Where “October” most thoroughly criticizes the Bolsheviks is in situations in which they failed to act as a vanguard. One moment was immediately after the February revolution, when various Bolshevik leaders took steps towards burying the hatchet with the Mensheviks and adopting support for the Provisional Government. And then in the July Days, when they failed to give a decisive response to the workers’ actions and were effectively blindsided by events out of their control.

“October” makes clear that the Bolsheviks were fallible, that they made mistakes throughout the Revolution—although this did not doesn’t automatically discredit them as leaders.
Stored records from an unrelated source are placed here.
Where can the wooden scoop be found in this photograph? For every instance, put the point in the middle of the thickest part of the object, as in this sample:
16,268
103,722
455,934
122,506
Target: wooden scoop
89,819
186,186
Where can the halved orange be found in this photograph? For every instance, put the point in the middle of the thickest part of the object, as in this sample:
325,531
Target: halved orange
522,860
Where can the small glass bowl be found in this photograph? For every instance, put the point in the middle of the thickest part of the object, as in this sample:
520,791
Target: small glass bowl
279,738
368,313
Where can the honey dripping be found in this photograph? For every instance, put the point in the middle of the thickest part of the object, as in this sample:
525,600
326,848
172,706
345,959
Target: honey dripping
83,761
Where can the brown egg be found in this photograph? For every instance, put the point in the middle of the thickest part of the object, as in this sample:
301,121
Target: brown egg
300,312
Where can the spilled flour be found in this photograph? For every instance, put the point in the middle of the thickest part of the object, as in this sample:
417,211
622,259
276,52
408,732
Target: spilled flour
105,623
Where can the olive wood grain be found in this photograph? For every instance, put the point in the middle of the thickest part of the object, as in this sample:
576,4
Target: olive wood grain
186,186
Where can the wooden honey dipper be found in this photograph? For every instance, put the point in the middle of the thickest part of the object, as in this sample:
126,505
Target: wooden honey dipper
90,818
Of course, any attempt to try to explain a very complex topic in simple ways will tend to be inexact in some places. Where this is most evident in “October” is in a certain contradiction between the desire for a speedier and less dense read, and presenting complex issues in their full complexity.

This issue is at its worst when Mieville turns his attention to the debates within the Bolshevik Party in April 1917—when Lenin returned to revolutionary Russia from exile and wrote his “April Thesis.” His goal appears to be to present them in light of recent debates around historian Lars Lih’s analysis of whether or not the Bolsheviks were “fully armed” in their perspectives toward the Provisional Government and whether Lenin’s militant thesis constituted a rupture or continuity with the old politics of the Bolshevik Party.
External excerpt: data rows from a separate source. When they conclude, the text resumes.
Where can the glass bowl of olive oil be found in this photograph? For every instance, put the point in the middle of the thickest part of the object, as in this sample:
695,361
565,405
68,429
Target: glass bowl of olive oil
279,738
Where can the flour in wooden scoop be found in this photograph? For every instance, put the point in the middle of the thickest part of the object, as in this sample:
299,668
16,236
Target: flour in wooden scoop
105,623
Unfortunately, to someone uninitiated in the works of Lars Lih (“Lenin Rediscovered” and other books), Mieville’s presentation it is almost entirely opaque. He fails to get across the core issues involved, or why the debate about the nature of Lenin’s “April Theses” as rupture or continuity is significant. Moreover, Mieville fails to state any definite conclusions or ideas.
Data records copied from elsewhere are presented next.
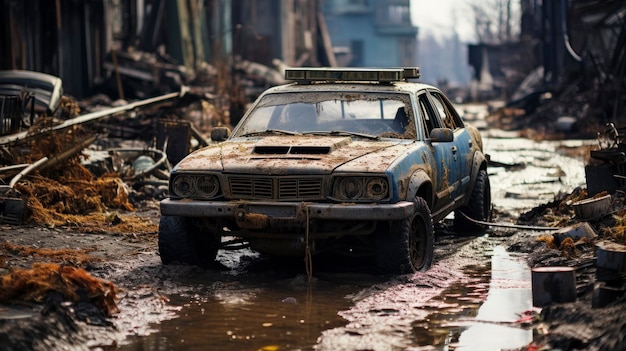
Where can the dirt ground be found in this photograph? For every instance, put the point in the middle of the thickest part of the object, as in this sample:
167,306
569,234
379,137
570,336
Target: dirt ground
88,282
128,267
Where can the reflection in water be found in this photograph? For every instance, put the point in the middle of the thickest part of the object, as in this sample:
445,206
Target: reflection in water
509,295
459,321
262,313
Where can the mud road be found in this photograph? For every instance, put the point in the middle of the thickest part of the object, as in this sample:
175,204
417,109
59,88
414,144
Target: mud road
477,295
Along similar lines, there’s a sort of Petrograd-centrism to the book, which is acknowledged by the author in the introduction, but doesn’t really justify the lack of focus on events outside of the city. This is most problematic where the oppressed nationalities of the Russian Empire are concerned. They occasionally come to the forefront, but never in great detail. For example, the relationship and position of the Bolsheviks on the emerging national liberation struggles is only referred to once in the entire book, in a specific reference to a statement on the part of the Baku Bolsheviks.

This is probably the greatest failure of the book to demonstrate the full scope of the Russian Revolution because the nationalities question was an incredibly important aspect of the revolutionary process, and worthy of more attention than many writings on the Revolution give it.

Nevertheless, “October: The Story of the Russian Revolution” is highly worthwhile reading for anyone with an interest in the topic, and especially for today’s political activists. Even people who know a lot about the Revolution will still be able to engage with it as a very entertaining book that presents Russia in 1917 in a novel way.

A version of this review first appeared in Socialist Action newspaper in 2017.